Os pedidos de recuperação judicial feitos pelos produtores rurais disparou no ano passado em Goiás e em todo Brasil. Um levantamento feito pela Serasa Experian mostrou que os proprietários rurais que atuam como pessoas físicas fizeram 80 solicitações de reorganização entre janeiro e setembro de 2023, contra 20 em todo ano de 2022, uma alta de 300%. Goiás foi o segundo estado com mais pedidos: foram 25, contra nenhum em 2022.
Entre os motivos apontados para o problema, está o alto nível de endividamento, além de perdas nas lavouras. Uma alteração na Lei de Falências e Recuperação Judicial, em dezembro de 2020 possibilitou que os produtores rurais sejam as únicas pessoas físicas que possam usar este recurso.
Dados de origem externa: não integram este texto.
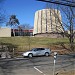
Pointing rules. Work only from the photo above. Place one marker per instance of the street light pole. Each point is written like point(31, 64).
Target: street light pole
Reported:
point(55, 56)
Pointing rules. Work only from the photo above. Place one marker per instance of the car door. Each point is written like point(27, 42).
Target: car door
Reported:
point(36, 52)
point(41, 51)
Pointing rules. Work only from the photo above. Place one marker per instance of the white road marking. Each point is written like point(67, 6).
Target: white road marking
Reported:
point(39, 70)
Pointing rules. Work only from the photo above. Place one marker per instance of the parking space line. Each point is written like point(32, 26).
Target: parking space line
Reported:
point(39, 70)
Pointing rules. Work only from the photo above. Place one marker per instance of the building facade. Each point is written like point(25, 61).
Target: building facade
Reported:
point(47, 21)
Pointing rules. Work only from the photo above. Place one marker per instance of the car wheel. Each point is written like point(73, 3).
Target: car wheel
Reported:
point(46, 54)
point(30, 55)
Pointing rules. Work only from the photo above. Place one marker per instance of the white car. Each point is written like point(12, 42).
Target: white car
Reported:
point(37, 52)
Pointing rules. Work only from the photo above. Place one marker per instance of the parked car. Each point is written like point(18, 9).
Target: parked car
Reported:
point(37, 52)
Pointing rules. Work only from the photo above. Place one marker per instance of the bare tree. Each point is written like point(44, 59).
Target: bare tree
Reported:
point(2, 13)
point(13, 21)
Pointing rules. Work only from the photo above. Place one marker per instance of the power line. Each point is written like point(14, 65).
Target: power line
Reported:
point(70, 3)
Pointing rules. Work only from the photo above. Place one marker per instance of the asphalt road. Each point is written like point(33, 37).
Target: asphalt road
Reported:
point(36, 65)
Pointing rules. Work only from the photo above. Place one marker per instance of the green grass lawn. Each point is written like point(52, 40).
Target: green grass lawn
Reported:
point(25, 43)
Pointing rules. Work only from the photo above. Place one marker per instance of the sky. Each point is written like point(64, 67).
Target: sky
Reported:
point(23, 9)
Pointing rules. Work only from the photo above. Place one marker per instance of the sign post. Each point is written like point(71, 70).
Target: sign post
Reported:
point(55, 56)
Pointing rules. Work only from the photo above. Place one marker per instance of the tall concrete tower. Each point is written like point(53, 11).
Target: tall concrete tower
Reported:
point(47, 21)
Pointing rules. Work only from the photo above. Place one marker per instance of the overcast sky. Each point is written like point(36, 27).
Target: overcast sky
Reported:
point(24, 9)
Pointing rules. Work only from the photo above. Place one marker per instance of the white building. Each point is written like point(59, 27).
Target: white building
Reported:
point(47, 21)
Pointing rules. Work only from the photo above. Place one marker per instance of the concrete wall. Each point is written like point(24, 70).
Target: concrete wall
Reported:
point(5, 32)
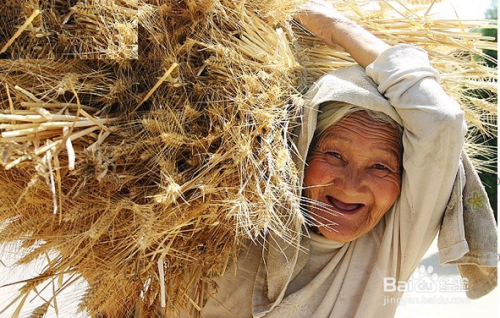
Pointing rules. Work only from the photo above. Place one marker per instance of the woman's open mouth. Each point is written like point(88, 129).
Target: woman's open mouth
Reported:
point(342, 207)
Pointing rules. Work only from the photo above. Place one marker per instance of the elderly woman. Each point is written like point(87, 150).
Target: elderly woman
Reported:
point(381, 164)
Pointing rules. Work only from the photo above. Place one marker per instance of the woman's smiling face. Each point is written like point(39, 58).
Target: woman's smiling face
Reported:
point(354, 168)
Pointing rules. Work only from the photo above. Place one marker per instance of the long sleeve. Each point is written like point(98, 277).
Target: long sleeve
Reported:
point(433, 139)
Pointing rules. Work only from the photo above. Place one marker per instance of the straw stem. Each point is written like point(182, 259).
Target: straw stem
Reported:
point(20, 30)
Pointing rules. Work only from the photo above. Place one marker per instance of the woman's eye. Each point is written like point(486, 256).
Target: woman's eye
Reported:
point(334, 154)
point(380, 167)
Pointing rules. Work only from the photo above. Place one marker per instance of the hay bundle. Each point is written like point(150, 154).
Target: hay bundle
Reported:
point(93, 29)
point(143, 177)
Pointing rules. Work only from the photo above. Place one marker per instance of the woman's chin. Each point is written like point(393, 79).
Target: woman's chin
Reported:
point(337, 236)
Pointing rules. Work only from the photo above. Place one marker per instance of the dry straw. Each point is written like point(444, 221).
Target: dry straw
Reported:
point(144, 176)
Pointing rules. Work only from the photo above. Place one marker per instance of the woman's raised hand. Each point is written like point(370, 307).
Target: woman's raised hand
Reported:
point(326, 23)
point(321, 19)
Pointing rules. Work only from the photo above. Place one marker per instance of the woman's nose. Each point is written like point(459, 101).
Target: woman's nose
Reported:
point(350, 181)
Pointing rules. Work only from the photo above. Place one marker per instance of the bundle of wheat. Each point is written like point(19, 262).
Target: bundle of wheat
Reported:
point(144, 177)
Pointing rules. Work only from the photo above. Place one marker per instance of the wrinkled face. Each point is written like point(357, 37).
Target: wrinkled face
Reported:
point(354, 169)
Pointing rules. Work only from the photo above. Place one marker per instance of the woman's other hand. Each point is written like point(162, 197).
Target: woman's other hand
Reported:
point(329, 25)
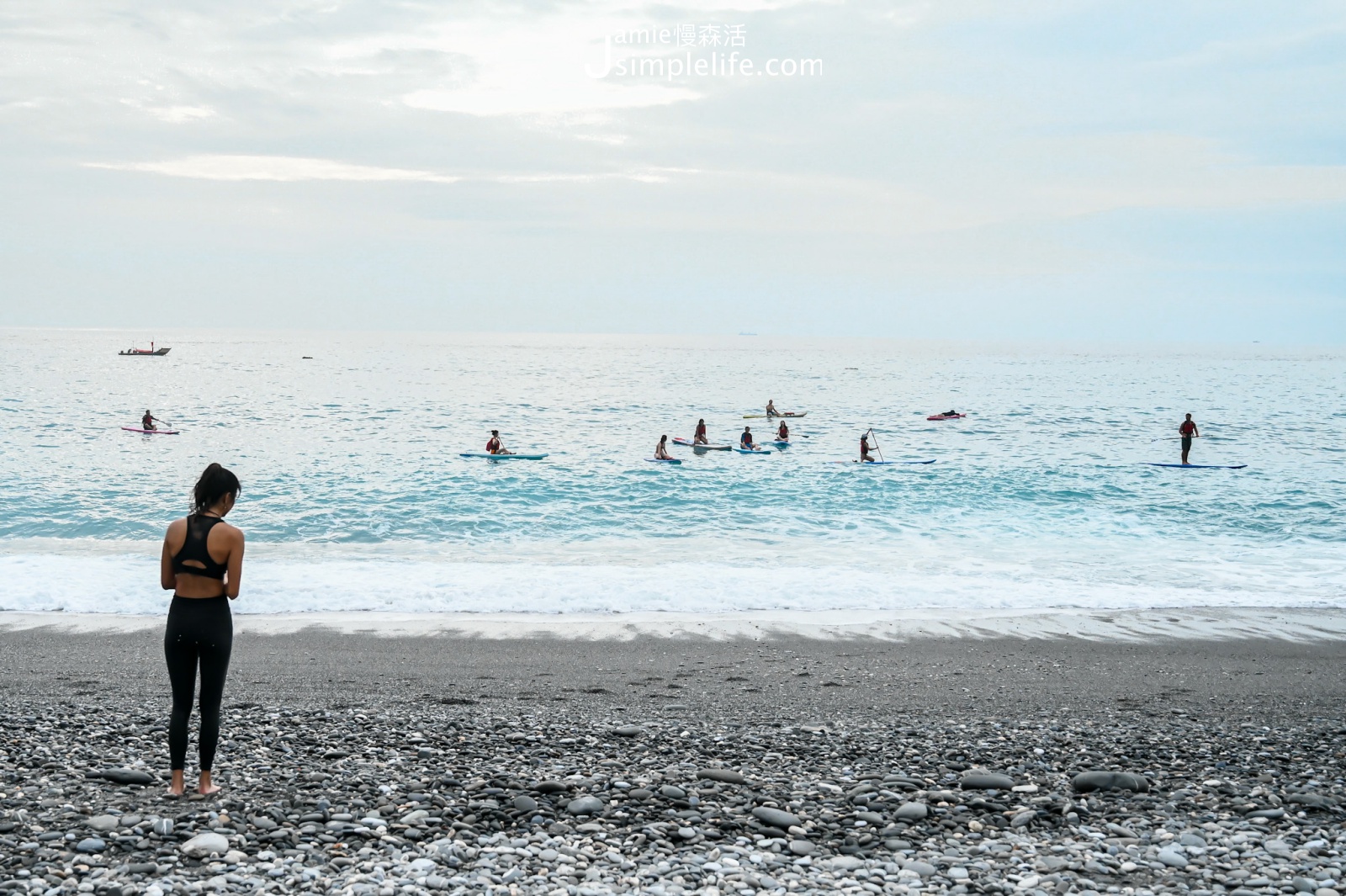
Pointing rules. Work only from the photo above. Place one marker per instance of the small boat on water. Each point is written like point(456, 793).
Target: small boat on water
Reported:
point(146, 353)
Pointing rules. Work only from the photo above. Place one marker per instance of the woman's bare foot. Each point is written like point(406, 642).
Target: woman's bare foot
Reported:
point(205, 787)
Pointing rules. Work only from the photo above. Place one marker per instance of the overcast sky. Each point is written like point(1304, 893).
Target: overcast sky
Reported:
point(995, 170)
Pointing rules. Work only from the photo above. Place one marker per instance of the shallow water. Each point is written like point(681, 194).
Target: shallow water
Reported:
point(354, 496)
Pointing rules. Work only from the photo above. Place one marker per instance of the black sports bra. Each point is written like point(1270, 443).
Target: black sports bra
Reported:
point(194, 548)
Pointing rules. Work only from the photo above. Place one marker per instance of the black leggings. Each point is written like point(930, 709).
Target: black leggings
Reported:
point(199, 628)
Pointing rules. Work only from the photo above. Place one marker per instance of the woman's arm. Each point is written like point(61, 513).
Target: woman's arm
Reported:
point(167, 581)
point(236, 564)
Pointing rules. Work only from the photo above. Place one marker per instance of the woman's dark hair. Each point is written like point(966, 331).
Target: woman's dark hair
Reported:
point(215, 485)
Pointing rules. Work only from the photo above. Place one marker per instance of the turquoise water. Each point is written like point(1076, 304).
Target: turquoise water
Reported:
point(354, 496)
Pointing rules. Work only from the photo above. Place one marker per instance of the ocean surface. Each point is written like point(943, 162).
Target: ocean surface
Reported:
point(354, 496)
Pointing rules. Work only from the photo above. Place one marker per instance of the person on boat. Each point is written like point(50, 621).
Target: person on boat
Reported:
point(1188, 431)
point(202, 563)
point(865, 449)
point(495, 446)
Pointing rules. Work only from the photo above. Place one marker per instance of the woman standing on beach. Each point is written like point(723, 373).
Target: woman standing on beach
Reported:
point(202, 563)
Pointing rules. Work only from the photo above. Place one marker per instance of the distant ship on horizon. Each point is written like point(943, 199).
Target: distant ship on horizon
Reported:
point(146, 353)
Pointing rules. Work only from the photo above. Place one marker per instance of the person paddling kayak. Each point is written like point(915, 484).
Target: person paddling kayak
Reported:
point(495, 446)
point(1188, 431)
point(865, 449)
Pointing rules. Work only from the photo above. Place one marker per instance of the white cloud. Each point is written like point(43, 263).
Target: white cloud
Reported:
point(293, 168)
point(284, 168)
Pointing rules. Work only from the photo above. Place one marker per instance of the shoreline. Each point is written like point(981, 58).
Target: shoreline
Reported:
point(1298, 624)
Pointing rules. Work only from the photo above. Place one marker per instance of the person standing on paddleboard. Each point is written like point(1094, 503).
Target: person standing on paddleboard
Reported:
point(1188, 431)
point(495, 446)
point(865, 449)
point(202, 563)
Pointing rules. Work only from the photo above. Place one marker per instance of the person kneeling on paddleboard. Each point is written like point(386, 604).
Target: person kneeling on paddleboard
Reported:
point(495, 446)
point(865, 449)
point(1188, 431)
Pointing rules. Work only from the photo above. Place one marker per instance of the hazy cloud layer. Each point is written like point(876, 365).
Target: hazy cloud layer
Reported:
point(1045, 168)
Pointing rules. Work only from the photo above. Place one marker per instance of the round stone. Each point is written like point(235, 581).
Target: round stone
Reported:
point(585, 806)
point(204, 846)
point(724, 775)
point(774, 817)
point(1089, 782)
point(979, 781)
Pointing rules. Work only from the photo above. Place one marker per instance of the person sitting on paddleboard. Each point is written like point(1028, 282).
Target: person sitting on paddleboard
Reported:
point(865, 449)
point(1188, 431)
point(495, 446)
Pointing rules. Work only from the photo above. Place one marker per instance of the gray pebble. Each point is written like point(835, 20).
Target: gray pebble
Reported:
point(776, 817)
point(585, 806)
point(1089, 782)
point(986, 782)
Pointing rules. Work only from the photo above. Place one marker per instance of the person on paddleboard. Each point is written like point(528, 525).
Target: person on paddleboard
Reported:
point(1188, 431)
point(495, 446)
point(865, 449)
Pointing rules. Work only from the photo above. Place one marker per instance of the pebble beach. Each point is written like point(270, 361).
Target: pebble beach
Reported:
point(677, 767)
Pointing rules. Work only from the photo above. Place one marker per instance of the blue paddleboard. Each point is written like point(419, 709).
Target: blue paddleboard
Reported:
point(490, 456)
point(1151, 463)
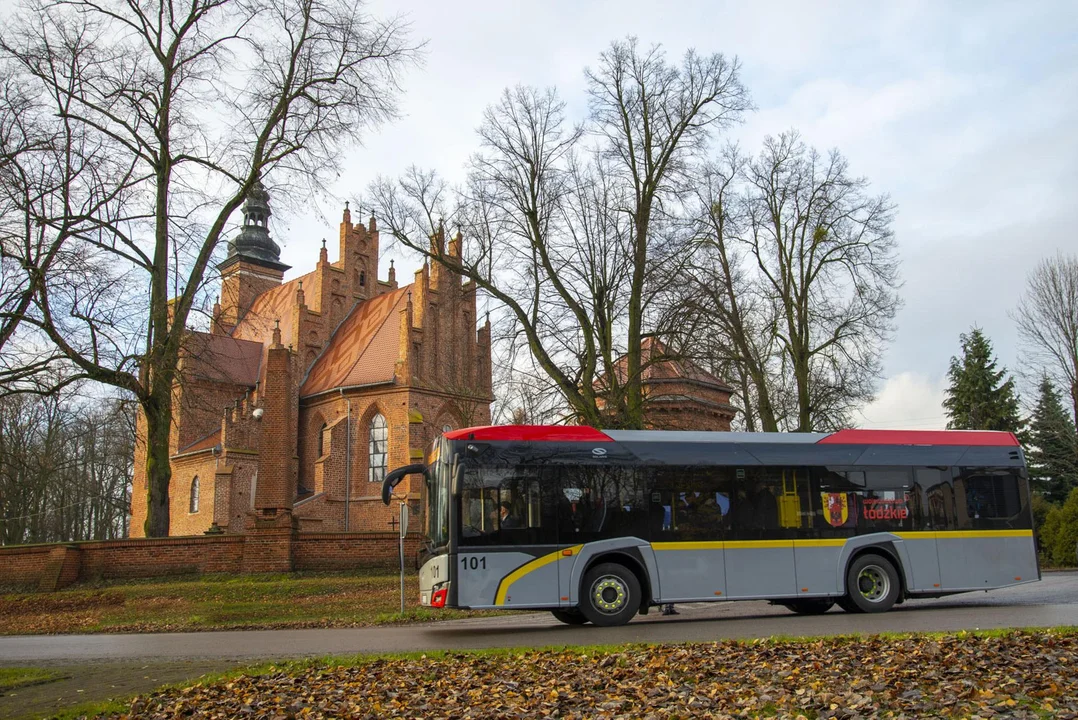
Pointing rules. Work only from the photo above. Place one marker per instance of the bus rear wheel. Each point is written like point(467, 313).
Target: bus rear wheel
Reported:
point(809, 607)
point(569, 617)
point(610, 595)
point(872, 584)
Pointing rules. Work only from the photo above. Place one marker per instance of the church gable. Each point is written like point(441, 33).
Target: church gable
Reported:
point(362, 350)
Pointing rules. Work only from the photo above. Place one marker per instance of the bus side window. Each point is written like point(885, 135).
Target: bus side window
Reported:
point(839, 496)
point(755, 507)
point(989, 498)
point(937, 503)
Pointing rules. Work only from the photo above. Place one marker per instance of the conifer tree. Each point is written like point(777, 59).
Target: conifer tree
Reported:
point(1053, 454)
point(980, 397)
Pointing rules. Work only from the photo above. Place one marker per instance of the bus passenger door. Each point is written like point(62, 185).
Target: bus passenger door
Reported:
point(508, 540)
point(930, 516)
point(759, 552)
point(689, 507)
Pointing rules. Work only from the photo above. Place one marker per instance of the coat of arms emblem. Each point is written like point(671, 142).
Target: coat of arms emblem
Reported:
point(835, 508)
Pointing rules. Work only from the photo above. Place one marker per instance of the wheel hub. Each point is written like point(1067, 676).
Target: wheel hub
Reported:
point(609, 594)
point(873, 583)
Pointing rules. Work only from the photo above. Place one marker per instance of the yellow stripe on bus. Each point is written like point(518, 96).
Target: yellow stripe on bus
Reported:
point(748, 544)
point(832, 542)
point(499, 598)
point(943, 535)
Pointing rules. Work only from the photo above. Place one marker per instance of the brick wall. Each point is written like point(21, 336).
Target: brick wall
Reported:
point(275, 550)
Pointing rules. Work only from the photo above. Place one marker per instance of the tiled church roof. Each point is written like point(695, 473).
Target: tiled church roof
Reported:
point(363, 348)
point(272, 305)
point(221, 359)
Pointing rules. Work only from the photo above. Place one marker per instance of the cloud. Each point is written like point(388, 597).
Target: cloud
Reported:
point(908, 401)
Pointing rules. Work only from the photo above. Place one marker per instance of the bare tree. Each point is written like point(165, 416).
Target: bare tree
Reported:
point(565, 223)
point(1047, 319)
point(66, 467)
point(156, 121)
point(795, 272)
point(740, 317)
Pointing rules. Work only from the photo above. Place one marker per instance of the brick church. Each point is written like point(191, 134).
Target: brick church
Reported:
point(290, 411)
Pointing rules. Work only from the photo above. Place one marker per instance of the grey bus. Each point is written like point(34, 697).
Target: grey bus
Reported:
point(600, 525)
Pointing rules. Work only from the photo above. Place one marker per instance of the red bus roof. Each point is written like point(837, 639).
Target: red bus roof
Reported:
point(531, 433)
point(978, 438)
point(584, 433)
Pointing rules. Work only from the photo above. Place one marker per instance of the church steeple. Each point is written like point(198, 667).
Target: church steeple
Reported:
point(253, 244)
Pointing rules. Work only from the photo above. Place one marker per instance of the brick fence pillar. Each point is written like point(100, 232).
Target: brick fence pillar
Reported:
point(61, 568)
point(267, 543)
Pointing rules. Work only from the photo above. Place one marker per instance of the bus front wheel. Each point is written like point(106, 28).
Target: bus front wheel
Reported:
point(872, 584)
point(610, 595)
point(569, 617)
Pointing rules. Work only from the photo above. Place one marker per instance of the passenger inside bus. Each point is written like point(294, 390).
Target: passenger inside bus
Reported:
point(508, 520)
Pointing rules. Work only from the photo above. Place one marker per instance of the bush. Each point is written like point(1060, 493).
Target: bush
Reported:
point(1059, 536)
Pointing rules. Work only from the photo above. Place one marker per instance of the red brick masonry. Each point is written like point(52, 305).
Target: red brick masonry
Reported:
point(55, 566)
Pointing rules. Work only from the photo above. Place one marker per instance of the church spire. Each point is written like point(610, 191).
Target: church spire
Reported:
point(253, 243)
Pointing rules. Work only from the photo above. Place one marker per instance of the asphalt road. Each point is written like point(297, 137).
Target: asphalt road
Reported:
point(1051, 601)
point(97, 667)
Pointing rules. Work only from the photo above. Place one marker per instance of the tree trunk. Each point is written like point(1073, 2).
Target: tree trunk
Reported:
point(804, 405)
point(159, 472)
point(634, 393)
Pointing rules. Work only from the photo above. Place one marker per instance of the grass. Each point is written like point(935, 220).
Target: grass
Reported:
point(219, 601)
point(12, 678)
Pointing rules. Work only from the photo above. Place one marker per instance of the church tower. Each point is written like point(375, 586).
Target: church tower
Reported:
point(252, 265)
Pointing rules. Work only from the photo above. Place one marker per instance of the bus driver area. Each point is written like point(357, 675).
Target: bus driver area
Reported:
point(597, 526)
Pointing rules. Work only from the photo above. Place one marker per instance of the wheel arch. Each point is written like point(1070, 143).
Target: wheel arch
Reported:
point(633, 562)
point(885, 550)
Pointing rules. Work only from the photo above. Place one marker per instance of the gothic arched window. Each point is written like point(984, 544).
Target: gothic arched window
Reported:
point(378, 448)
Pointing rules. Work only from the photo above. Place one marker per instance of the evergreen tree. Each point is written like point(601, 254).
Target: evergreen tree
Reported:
point(979, 397)
point(1053, 454)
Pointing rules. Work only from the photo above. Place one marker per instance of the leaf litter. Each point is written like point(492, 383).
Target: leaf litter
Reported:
point(1017, 675)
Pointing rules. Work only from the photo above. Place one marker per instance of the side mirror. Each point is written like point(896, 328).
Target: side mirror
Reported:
point(394, 479)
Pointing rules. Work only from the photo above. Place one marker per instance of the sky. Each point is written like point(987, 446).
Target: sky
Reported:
point(966, 113)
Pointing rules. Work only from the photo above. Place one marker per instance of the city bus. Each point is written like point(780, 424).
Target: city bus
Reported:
point(600, 525)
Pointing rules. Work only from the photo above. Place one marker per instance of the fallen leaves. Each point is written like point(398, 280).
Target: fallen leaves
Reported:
point(1019, 675)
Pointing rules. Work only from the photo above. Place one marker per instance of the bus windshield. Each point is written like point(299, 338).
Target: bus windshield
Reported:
point(437, 479)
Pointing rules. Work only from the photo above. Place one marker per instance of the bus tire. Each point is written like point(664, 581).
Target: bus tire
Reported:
point(872, 583)
point(610, 595)
point(569, 617)
point(809, 607)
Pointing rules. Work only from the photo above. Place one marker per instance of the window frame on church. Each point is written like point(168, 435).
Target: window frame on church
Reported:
point(321, 441)
point(377, 448)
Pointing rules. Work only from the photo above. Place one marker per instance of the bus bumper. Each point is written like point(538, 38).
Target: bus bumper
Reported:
point(436, 597)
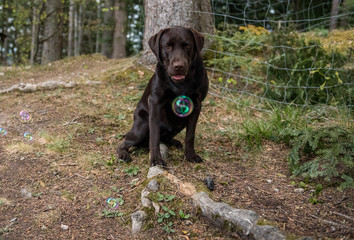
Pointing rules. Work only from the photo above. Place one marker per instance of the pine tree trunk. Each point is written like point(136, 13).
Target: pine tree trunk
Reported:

Segundo o head de agronegócio da Serasa Experian, Marcelo Pimenta, estes produtores já apresentavam um perfil de crédito mais arriscado e que veio piorando com o passar do tempo. “A alteração na lei veio auxiliar o agro a se reestruturar financeiramente, fazer com que esses produtores voltem a produzir e continuem fomentando a economia do país”, acredita.
O levantamento também mostrou que os produtores rurais que mais solicitaram recuperação judicial foram aqueles que tinham maiores áreas com plantio de soja, via análises de sensoriamento remoto. Em segundo lugar vieram aqueles que possuem áreas de pastagem e, depois, de café.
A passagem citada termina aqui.